2. A method for the treatment of Type II diabetes in a human or
non-human mammal in need thereof, said method comprising
administering to said human or non-human mammal an effective amount
of a crystalline
5-[4-[2-(N-methyl-N-(2-pyridyl)amino)ethoxy]benzyl]thiazolidine-2,4-dione-
, maleic acid salt, hydrate, wherein said hydrate contains water in
the range of from 1.5 to 2.5% w/w and provides an X-ray powder
diffraction pattern substantially in accordance with FIG. 2.
3. A method for the treatment of Type II diabetes in a human or
non-human mammal in need thereof, said method comprising
administering to said human or non-human mammal an effective amount
of a crystalline
5-[4-[2-(N-methyl-N-(2-pyridyl)amino)ethoxy]benzyl]thiazolidine-2,4-dione-
, maleic acid salt, hydrate, wherein said hydrate contains water in
the range of from 1.5 to 2.5% w/w and provides a Raman spectrum
substantially in accordance with FIG. 3.
4. A method for the treatment of Type II diabetes in a human or
non-human mammal in need thereof, said method comprising
administering to said human or non-human mammal an effective amount
of a crystalline
5-[4-[2-(N-methyl-N-(2-pyridyl)amino)ethoxy]benzyl]thiazolidine-2,4-dione-
, maleic acid salt, hydrate, wherein said hydrate contains water in
the range of from 1.5 to 2.5% w/w and provides a solid state
nuclear magnetic resonance spectrum substantially in accordance
with FIG. 4.
5. The method according to claim 1, wherein said hydrate contains
water in the range of from 1.5 to 2.0% w/w.
6. The method according to claim 2, wherein said hydrate contains
water in the range of from 1.5 to 2.0% w/w.
7. The method according to claim 3, wherein said hydrate contains
water in the range of from 1.5 to 2.0% w/w.
8. The method according to claim 4, wherein said hydrate contains
water in the range of from 1.5 to 2.0% w/w.
Description
[0001] This application is a divisional of application Ser. No.
10/849,591, filed May 20, 2004, which is a continuation of
application Ser. No. 10/321,055, filed Dec. 17, 2002, which is a
continuation of application Ser. No. 10/082,879, filed Feb. 26,
2002, which is a continuation of application Ser. No. 09/581,826,
filed Jun. 16, 2000, which is a 371 of International Application
No.
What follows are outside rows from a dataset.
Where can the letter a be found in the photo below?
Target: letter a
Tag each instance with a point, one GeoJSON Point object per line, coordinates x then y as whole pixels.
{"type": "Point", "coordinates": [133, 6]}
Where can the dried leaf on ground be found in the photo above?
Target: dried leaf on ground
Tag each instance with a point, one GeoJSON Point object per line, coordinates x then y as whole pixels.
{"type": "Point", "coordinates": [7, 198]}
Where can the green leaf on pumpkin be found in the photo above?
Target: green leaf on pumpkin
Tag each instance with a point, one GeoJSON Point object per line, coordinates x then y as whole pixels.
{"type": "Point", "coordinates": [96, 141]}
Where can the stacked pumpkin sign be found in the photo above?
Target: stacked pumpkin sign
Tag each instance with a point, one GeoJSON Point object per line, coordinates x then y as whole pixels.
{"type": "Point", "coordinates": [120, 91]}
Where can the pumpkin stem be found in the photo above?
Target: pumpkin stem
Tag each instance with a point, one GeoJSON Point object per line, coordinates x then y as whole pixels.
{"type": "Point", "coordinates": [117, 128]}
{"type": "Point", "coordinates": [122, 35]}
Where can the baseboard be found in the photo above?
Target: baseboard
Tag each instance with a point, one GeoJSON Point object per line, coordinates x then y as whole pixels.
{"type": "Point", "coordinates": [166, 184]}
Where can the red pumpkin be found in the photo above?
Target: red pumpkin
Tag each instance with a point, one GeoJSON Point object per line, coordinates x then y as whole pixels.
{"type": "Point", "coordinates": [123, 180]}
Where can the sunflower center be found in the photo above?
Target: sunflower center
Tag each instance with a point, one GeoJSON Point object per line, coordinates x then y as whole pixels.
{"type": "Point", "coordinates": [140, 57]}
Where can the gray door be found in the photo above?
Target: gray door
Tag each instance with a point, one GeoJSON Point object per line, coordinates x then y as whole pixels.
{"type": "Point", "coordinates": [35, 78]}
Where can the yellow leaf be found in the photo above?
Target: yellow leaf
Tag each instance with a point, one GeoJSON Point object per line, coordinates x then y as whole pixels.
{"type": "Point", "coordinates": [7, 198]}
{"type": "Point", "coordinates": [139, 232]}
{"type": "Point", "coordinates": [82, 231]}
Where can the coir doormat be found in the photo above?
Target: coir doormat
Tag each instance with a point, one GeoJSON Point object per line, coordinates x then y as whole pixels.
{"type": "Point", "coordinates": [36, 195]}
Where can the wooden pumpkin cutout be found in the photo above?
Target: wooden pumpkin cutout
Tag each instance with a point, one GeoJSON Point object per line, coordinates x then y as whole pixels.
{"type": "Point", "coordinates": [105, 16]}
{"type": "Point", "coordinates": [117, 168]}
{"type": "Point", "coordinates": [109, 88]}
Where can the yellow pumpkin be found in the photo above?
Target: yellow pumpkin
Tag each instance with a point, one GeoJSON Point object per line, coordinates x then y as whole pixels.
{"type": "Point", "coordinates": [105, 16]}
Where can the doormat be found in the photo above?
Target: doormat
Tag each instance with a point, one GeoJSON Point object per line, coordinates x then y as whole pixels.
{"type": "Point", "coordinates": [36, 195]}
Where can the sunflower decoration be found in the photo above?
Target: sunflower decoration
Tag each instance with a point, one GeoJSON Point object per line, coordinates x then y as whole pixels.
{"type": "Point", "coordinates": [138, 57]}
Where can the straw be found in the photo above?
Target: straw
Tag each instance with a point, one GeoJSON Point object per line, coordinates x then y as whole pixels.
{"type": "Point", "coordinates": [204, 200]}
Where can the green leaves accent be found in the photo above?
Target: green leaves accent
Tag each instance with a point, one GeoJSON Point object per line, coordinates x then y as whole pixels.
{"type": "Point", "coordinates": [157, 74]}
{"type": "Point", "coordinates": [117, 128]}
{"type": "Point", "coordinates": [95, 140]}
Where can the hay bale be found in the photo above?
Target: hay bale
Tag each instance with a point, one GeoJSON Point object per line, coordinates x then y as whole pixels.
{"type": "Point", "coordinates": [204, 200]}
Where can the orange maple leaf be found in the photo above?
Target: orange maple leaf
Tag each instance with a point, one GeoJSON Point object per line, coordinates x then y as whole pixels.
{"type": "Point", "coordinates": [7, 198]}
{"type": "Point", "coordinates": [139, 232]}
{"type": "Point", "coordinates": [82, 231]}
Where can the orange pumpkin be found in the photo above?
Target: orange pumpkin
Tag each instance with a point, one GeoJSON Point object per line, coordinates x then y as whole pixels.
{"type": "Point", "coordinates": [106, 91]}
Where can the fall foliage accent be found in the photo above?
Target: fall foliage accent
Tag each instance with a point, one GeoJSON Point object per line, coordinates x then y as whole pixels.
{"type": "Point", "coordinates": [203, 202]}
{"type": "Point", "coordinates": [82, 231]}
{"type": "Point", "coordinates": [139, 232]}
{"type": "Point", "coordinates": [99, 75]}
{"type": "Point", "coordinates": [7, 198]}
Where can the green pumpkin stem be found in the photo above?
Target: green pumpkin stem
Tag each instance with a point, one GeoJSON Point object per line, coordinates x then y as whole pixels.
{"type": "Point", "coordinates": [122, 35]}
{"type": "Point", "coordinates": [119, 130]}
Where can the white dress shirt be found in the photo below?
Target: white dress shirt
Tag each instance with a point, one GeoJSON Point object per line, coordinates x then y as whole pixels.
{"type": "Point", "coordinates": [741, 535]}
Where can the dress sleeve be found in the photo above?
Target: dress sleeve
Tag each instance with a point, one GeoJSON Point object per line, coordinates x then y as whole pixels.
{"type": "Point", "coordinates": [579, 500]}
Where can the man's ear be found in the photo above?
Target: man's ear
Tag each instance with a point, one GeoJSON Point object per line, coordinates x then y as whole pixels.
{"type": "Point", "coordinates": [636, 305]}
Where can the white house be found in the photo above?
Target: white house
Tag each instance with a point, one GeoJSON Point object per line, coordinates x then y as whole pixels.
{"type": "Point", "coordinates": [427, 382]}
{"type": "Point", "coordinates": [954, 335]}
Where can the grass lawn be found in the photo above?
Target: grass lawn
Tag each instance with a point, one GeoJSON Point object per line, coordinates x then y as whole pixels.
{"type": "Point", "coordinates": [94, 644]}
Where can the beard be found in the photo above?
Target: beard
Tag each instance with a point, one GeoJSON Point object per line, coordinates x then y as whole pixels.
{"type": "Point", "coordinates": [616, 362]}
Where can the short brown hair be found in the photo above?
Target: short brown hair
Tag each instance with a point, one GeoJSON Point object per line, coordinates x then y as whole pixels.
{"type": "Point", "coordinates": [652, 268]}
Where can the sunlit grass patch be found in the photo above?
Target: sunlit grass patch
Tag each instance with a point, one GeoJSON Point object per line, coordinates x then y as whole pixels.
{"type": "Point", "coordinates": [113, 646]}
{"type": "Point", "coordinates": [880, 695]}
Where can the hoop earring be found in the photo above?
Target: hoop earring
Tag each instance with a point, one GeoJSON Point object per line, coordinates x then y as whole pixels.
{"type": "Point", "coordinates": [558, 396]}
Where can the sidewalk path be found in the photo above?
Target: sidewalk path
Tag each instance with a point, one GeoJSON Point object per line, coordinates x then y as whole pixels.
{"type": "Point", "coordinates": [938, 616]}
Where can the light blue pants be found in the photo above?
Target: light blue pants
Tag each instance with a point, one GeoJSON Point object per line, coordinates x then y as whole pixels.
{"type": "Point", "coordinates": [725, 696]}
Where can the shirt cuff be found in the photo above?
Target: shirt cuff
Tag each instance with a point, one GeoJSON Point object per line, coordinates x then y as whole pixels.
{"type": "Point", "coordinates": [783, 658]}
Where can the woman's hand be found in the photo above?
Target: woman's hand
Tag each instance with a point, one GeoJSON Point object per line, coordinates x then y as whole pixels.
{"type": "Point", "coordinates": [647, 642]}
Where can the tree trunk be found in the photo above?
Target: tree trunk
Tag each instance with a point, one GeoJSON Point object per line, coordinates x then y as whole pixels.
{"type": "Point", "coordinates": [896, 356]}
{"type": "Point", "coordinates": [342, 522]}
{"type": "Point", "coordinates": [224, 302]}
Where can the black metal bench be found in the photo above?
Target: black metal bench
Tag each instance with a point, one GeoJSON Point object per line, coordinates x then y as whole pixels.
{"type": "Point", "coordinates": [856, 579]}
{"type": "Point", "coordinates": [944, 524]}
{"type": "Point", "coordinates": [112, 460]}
PCT/EP98/08155, filed Dec. 14, 1998.
[0002] This invention relates to a novel pharmaceutical, to a
process for the preparation of the pharmaceutical and to the use of
the pharmaceutical in medicine.
[0003] International Patent Application, Publication Number
WO94/05659 discloses certain thiazolidinedione derivatives having
hypoglycaemic and hypolipidaemic activity including
5-[4-[2-(N-methyl-N-(2-pyridyl)amino)ethoxy]benzyl]thiazolidine-2,4-dione-
, maleic acid salt (hereinafter also referred to as "Compound
(I)").
[0004] Compound (I) is disclosed solely as an anhydrous form. It
has now been discovered that Compound (I) exists in a novel form
which is particularly suitable for bulk preparation and handling.
This can be prepared by an efficient, economic and reproducible
process particularly suited to large scale preparation.
[0005] The novel form also has useful pharmaceutical properties and
in particular it is indicated to be useful for the treatment and/or
prophylaxis of diabetes mellitus, conditions associated with
diabetes mellitus and certain complications thereof.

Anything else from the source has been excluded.